La Commission de l’emploi et des affaires sociales du Parlement européen a adopté ce matin à la quasi unanimité les avis de MM. Le Hyaric et Christensen, respectivement sur les « questions de déontologie liées à la gestion des entreprises » et sur la « surveillance prudentielle des politiques de rémunération ». Ces deux rapports pour avis s’inscrivent dans la démarche initiée par la Commission européenne suite aux conclusions du G20 de Londres et de Pittsburgh de réforme en profondeur de la réglementation dans le secteur des services financiers et des établissements de crédit.

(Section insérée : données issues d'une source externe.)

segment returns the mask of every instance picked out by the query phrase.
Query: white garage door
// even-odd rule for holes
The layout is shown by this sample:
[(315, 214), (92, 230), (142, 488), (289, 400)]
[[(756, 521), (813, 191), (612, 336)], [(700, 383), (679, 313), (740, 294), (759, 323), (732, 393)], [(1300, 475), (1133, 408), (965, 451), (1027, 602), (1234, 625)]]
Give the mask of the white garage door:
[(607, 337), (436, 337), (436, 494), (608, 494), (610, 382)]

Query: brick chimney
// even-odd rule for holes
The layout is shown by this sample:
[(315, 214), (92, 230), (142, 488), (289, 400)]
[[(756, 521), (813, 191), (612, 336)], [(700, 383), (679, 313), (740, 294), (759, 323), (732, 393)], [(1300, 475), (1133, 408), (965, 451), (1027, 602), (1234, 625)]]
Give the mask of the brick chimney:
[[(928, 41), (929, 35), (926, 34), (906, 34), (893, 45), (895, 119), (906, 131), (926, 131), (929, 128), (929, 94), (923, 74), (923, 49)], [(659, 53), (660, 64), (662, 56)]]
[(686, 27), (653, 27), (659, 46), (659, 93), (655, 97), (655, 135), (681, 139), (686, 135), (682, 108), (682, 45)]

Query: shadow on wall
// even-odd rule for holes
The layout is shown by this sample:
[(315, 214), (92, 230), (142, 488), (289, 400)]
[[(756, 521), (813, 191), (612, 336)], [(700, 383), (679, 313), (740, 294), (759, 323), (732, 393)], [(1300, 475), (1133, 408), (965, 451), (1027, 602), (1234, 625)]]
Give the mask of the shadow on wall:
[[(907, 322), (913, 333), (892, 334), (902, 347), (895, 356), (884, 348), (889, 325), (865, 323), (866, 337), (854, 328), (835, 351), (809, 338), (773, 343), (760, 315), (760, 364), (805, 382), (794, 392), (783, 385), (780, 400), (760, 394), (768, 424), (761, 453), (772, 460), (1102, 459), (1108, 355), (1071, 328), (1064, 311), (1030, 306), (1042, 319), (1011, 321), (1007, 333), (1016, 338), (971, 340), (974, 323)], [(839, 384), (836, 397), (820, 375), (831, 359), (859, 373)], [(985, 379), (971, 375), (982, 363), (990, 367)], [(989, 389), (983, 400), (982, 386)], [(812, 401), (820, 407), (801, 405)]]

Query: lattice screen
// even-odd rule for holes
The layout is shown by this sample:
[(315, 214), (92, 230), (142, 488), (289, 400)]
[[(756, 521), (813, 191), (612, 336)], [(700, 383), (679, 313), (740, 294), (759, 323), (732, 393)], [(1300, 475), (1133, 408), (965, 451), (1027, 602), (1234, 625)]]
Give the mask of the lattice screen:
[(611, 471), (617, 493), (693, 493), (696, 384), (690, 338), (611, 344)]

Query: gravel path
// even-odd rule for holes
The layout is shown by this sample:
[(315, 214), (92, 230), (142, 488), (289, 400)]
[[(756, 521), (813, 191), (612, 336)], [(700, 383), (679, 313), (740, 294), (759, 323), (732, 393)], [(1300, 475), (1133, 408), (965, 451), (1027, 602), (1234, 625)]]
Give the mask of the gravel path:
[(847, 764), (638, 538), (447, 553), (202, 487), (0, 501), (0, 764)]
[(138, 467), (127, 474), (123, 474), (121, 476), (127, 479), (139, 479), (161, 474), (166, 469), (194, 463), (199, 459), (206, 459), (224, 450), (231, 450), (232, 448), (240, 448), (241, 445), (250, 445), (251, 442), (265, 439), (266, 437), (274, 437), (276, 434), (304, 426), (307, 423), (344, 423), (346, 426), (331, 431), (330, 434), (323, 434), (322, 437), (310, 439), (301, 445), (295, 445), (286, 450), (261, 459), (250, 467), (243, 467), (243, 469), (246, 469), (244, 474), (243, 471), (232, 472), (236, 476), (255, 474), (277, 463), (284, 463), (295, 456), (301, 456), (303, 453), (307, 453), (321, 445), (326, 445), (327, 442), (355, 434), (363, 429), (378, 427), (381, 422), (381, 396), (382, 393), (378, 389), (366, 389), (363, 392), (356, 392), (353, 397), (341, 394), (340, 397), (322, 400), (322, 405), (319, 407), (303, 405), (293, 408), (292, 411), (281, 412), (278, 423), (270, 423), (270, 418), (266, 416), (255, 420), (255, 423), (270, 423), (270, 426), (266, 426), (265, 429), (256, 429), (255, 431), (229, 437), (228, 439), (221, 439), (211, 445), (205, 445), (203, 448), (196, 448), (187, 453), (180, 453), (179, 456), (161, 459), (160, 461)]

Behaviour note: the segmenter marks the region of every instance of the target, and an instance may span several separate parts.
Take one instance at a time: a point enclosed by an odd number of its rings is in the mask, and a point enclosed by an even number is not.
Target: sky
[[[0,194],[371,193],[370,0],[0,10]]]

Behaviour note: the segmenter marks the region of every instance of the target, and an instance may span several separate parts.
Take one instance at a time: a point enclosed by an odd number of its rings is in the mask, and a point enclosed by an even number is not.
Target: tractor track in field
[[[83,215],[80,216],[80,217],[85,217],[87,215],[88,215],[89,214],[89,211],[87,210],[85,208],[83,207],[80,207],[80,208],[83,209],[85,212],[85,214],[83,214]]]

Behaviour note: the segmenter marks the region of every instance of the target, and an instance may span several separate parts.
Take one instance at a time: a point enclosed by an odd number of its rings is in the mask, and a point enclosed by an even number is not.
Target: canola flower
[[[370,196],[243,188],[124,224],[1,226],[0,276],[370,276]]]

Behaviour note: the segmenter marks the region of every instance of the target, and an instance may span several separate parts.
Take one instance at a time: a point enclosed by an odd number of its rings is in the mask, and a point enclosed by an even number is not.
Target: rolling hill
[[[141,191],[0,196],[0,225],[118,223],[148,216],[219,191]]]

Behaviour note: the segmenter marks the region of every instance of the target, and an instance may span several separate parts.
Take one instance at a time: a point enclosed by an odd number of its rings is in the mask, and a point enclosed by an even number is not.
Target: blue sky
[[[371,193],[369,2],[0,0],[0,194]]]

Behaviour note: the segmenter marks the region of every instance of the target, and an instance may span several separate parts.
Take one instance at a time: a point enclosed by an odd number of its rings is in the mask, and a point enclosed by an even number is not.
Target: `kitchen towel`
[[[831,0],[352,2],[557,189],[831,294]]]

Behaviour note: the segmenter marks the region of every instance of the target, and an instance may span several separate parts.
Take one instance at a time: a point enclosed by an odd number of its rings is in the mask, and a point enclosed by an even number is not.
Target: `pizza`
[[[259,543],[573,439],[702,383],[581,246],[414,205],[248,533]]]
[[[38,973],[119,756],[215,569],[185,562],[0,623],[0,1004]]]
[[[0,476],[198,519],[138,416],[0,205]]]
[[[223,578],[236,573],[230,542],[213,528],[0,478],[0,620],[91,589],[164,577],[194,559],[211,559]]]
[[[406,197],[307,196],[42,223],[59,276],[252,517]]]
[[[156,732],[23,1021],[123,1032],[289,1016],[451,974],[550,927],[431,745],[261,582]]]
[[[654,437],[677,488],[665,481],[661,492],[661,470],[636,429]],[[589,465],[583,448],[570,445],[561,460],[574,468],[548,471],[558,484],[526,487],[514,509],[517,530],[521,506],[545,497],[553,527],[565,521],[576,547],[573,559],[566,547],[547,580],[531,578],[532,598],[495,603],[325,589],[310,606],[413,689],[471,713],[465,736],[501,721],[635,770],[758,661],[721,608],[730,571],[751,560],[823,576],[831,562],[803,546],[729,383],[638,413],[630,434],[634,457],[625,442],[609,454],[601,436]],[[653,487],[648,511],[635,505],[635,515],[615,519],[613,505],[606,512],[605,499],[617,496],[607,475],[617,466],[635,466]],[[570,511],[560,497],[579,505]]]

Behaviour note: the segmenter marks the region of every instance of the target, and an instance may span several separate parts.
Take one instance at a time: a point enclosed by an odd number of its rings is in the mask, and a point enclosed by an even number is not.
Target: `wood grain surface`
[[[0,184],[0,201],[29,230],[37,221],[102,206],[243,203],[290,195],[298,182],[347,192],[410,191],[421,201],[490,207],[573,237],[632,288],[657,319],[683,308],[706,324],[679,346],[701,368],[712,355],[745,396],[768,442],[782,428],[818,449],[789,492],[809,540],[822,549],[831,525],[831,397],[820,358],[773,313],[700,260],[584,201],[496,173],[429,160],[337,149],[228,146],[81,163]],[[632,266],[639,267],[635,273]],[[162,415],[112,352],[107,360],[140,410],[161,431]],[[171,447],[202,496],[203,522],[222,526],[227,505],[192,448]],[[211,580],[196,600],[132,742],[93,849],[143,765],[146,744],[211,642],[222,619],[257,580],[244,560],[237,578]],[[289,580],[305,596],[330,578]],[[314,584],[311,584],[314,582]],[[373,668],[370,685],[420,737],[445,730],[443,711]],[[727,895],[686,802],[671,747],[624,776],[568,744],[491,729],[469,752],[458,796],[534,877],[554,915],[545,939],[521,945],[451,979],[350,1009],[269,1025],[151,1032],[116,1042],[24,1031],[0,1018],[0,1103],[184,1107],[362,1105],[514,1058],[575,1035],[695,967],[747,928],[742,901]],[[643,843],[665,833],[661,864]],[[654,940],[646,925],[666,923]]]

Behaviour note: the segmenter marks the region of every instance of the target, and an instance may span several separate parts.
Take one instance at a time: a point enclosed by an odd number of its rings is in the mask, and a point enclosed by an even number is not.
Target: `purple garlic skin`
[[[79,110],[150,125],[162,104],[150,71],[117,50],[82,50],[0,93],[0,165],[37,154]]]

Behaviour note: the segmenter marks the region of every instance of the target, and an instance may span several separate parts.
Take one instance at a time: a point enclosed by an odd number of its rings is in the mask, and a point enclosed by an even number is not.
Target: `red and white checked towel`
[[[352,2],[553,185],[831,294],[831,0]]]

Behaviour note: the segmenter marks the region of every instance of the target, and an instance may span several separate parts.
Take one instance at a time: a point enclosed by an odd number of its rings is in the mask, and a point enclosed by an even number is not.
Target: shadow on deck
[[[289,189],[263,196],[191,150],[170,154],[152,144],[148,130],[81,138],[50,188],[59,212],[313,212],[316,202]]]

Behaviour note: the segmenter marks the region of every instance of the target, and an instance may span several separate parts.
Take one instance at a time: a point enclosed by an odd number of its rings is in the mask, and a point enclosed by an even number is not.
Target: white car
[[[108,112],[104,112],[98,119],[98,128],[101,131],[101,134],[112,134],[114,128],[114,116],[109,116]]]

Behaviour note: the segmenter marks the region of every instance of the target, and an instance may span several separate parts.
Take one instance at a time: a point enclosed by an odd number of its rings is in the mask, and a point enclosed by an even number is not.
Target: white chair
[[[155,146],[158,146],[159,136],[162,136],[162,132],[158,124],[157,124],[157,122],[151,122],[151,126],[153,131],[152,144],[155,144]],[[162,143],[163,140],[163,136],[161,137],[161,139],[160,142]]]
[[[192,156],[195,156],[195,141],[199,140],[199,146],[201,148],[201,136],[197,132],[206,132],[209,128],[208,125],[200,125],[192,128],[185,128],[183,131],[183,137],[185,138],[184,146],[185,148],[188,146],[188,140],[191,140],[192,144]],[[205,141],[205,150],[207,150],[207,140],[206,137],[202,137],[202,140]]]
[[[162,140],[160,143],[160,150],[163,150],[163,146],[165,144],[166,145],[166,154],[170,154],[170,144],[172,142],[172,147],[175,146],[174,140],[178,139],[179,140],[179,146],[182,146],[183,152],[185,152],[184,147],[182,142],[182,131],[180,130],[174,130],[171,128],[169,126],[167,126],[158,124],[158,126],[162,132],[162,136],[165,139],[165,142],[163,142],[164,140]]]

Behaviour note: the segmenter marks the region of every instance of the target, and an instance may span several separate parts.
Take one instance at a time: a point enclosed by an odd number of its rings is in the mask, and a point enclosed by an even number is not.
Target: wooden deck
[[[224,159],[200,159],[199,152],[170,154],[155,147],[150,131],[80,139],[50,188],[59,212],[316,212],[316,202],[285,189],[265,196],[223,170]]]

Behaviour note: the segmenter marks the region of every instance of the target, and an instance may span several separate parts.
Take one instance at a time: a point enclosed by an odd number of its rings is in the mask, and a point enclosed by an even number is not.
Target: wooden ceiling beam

Les propositions de la Commission Emploi et Affaires sociales représentent des avancées notables sur un certain nombre de points, comme la mise en place de comités des rémunérations indépendants au sein des entreprises de taille importante, qui permettront aux représentants des salariés de participer à l’élaboration des politiques de rémunérations et à l’évaluation de leur viabilité au regard de l’évolution des résultats de l’entreprise mais aussi de la réalisation de ses objectifs en termes de responsabilité sociale et environnementale.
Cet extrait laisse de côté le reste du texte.